In order to address this question, we developed two different frameworks within our matrix formalism for translating gene-phenotype associations between species (Figure 2). In the first, the “gene-based” approach, we let the rows correspond to genes in the species that we wish to make predictions for, and translated the gene-phenotype interactions from a number of species by orthology. This gave us a number of species-specific gene-phenotype association matrices Φ_S, for S∈{human, mouse, yeast, nematode, plant, zebrafish, fly, chicken }, where each Φ_S is defined by

{(Φ_{S})}_{ij} = \{\begin{array}{ll} 1 & if any ortholog in S of gene i \\ is associated with phenotype j, \\ 0 & otherwise. \end{array}

We used the INPARANOID algorithm [11] to determine which genes in different organisms are orthologs of each other. The INPARANOID algorithm discovers orthology relationships in the form of orthogroups (Figure 2A).

For the method described above, we simply translated other species’ gene-phenotype associations into the target (e.g., into human genes when predicting human gene-disease associations) gene-phenotype matrix by orthogroup, and compared the phenotype columns in terms of human genes (as in Figure 2B-C).
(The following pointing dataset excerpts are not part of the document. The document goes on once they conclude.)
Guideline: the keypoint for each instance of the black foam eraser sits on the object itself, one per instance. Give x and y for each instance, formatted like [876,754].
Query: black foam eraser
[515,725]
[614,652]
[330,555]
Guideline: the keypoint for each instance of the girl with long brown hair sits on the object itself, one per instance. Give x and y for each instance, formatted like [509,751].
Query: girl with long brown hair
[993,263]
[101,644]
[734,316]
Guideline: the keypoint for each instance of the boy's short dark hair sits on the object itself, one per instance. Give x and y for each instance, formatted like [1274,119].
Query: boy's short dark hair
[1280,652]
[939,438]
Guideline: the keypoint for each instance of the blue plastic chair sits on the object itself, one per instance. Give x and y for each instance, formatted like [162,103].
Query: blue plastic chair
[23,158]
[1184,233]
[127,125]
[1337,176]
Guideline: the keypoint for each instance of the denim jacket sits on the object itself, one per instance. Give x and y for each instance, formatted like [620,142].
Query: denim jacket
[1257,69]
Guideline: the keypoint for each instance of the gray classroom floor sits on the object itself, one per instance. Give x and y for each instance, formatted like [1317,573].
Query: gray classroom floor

This gene-based approach works very well for closely-related species, where genes often have one-to-one equivalents between species. However, when large orthogroups are involved, the predictive performance of this approach deteriorates.

To mitigate the decrease in performance caused by paralogous gene expansions we devised an “orthogroup-based” matrix framework, in which rows corresponded to INPARANOID orthogroups (Figure 2A and D) rather than actual genes (Figure 2B-C),

{(Φ_{S})}_{ij} = \{\begin{array}{ll} 1 & if any gene in the orthogroup i \\ is associated with phenotype j, \\ 0 & otherwise. \end{array}

Notably, the use of orthogroups can dramatically simplify the relationships. Consider orthogroup O_A (Figure 2A): one gene from each species is involved in the phenolog; whereas in Figure 2B, a matrix with each row representing a human gene, a single mouse gene-phenotype association translates into three human gene associations because of the paralogous expansion of this gene family in humans. Similarly, in Figure 2C, in which each row is a mouse gene, a single human gene-phenotype association translates into two mouse gene associations, due to a mouse-specific paralogous expansion. In contrast, the orthogroup-based matrix in Figure 2D permits a symmetric comparison of the phenotypes, reducing paralogs in each species to a single orthogroup. Furthermore, a hypergeometric CDF test of the intersection between phenotypes ϕ_h and ϕ_m will produce different values for the matrices described in Figures 2B-C. The consequence of asymmetric distances is that ϕ_h may have ϕ_m as its closest neighbor when the search is performed in one direction, but ϕ_m may not have ϕ_h as its closest neighbor in the reverse search.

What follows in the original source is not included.